- BlancheLocation of Blanche, Nova Scotia
- Coordinates: 43°30′17″N 65°24′21″W﻿ / ﻿43.504722°N 65.405833°W
- Country: Canada
- Province: Nova Scotia
- County: Shelburne
- Municipal district: Barrington
- Time zone: UTC-4 (AST)
- • Summer (DST): UTC-3 (ADT)
- Area code: 902

= Blanche, Nova Scotia =

Blanche is a community in the Canadian province of Nova Scotia, located in the Municipality of the District of Barrington of Shelburne County.

== History ==
The historical research of Joseph R. Ross did not reveal any French colonial settlement in Blanche or more broadly the Blanche peninsula. Documents from New France refer to this peninsula as Blanc – as the white rocks of its coast were a navigational landmark. When this area became English territory, the English name Blanch was applied, with the name "Blanche" being of more recent usage.

Among the first English settlers were the families of: Samuel Bootman, John & Elizabeth Coffin, Nathan & Susan Nickerson (at Chaps Old Place), James & Elizabeth Obed, Peter Conk (at Lyles Old Place).

The Blanche School operated until 1950, at which point it had only two students (Mervin Perry, Elizabeth Swaine) and one teacher Mary Attwood Swaine. The students were transferred to the Cape Negro school and the building was closed until 1963, when it was re-purposed as the Blanche community hall with a kitchen addition.

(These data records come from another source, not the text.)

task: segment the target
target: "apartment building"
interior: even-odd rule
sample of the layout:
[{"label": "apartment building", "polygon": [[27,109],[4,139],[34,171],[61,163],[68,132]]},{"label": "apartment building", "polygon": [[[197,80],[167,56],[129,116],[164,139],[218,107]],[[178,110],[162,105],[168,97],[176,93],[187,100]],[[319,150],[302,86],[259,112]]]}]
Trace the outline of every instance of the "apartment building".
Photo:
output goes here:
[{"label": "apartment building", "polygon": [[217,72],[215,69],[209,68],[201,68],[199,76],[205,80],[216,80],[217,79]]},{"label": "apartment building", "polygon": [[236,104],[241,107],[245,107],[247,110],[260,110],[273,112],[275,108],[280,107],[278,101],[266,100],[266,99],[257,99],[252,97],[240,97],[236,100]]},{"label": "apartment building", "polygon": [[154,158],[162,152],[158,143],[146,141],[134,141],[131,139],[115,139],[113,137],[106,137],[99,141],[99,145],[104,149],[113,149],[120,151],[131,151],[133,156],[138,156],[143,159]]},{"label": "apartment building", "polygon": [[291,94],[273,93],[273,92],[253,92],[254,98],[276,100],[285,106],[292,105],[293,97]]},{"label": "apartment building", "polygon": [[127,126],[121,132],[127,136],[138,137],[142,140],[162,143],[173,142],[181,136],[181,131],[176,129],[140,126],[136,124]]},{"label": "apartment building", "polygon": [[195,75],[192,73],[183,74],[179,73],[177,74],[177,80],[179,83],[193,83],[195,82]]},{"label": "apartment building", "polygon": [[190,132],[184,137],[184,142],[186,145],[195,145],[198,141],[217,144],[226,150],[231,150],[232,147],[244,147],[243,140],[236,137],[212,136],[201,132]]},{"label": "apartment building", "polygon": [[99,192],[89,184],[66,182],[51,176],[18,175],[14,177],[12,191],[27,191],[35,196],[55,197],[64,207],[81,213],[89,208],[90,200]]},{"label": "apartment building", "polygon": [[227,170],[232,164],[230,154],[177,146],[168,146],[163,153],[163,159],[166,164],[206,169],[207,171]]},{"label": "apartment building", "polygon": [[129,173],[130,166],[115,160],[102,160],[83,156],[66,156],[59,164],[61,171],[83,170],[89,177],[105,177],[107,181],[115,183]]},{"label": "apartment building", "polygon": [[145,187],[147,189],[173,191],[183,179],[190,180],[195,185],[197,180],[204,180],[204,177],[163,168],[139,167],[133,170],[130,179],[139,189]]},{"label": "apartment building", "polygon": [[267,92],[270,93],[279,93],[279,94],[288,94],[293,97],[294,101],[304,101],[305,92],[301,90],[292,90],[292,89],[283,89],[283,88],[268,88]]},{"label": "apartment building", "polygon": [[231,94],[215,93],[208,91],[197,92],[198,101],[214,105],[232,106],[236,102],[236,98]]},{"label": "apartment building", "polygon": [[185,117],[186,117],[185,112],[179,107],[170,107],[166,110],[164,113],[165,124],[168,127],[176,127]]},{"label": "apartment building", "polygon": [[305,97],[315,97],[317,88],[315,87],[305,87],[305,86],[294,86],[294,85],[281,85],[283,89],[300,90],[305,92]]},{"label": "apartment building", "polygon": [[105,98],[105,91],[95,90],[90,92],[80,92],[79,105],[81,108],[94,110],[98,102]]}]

After the canal was built at the traditional Hawl Over (or Haul Over) portage site, the New England settlers used the Blanche peninsula (now completely separated from the mainland by water) as a location for free-ranging sheep. From the 1800s until the early 1950s communal sheep herding and shearing of these free-ranging sheep was performed once a year.